KEW is seeking joint funding with Oxford University to produce the device. Essentially, it is a data recording and management toolkit, which will be used to map the location of mosquitoes that are carrying diseases, via its acoustic sensors. The impetus for the innovation is a response to the fact that current techniques for mapping disease-carrying mosquitoes are largely inefficient. Prior attempts at tracking have not been in real-time, and the mosquitoes are apt to change their breeding grounds, which results in the production of outdated and unreliable information.

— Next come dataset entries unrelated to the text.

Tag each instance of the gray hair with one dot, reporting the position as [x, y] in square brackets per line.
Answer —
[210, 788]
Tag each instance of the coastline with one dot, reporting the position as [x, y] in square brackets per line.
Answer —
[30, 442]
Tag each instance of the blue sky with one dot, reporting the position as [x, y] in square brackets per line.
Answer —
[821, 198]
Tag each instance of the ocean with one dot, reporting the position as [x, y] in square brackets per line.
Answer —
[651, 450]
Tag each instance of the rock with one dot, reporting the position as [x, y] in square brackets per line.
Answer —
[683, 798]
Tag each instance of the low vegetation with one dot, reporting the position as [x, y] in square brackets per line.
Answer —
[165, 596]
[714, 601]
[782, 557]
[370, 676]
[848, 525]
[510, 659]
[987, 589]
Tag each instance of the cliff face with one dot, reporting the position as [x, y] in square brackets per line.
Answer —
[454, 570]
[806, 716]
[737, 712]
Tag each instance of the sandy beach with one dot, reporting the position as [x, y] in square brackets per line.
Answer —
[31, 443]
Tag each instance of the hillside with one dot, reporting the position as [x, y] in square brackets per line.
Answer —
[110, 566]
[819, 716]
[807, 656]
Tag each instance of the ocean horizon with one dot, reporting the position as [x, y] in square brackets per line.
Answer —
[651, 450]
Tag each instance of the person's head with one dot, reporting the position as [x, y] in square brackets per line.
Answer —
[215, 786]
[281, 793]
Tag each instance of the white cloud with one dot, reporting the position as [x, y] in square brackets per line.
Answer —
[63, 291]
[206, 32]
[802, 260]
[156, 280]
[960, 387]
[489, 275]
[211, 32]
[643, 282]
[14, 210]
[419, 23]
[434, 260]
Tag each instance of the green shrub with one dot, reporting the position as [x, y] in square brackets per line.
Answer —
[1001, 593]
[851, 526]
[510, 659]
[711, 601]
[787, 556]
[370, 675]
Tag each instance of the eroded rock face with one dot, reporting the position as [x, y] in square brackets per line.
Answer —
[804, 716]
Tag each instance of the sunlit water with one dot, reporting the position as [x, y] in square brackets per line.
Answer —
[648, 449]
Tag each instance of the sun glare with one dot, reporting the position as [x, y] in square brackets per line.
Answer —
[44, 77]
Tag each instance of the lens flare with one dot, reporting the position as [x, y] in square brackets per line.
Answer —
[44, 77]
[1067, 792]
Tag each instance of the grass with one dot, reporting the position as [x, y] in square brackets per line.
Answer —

The sensors in this device are so precise that they are able to pinpoint the specific species of mosquito present in the area by recognizing their unique wing beats. The device will use crowd-sourced data and remote sensing to create an image, or map, of how the specific species of disease-carrying mosquitoes interact with people, and where they predominantly reside. The sensor will be developed in the form of a wrist band or phone application.

uk_k_logoWhile developing and marketing the product in these forms may exclude individuals living in the Global South from purchasing them to use for personal protection, the technology may prove beneficial for efforts at the institutional level to provide better data with which to control the spread of disease. The hope is that the development will give health agencies a better opportunity to strengthen their vector control programmes and help to slow the spread of diseases like malaria and dengue fever, among others.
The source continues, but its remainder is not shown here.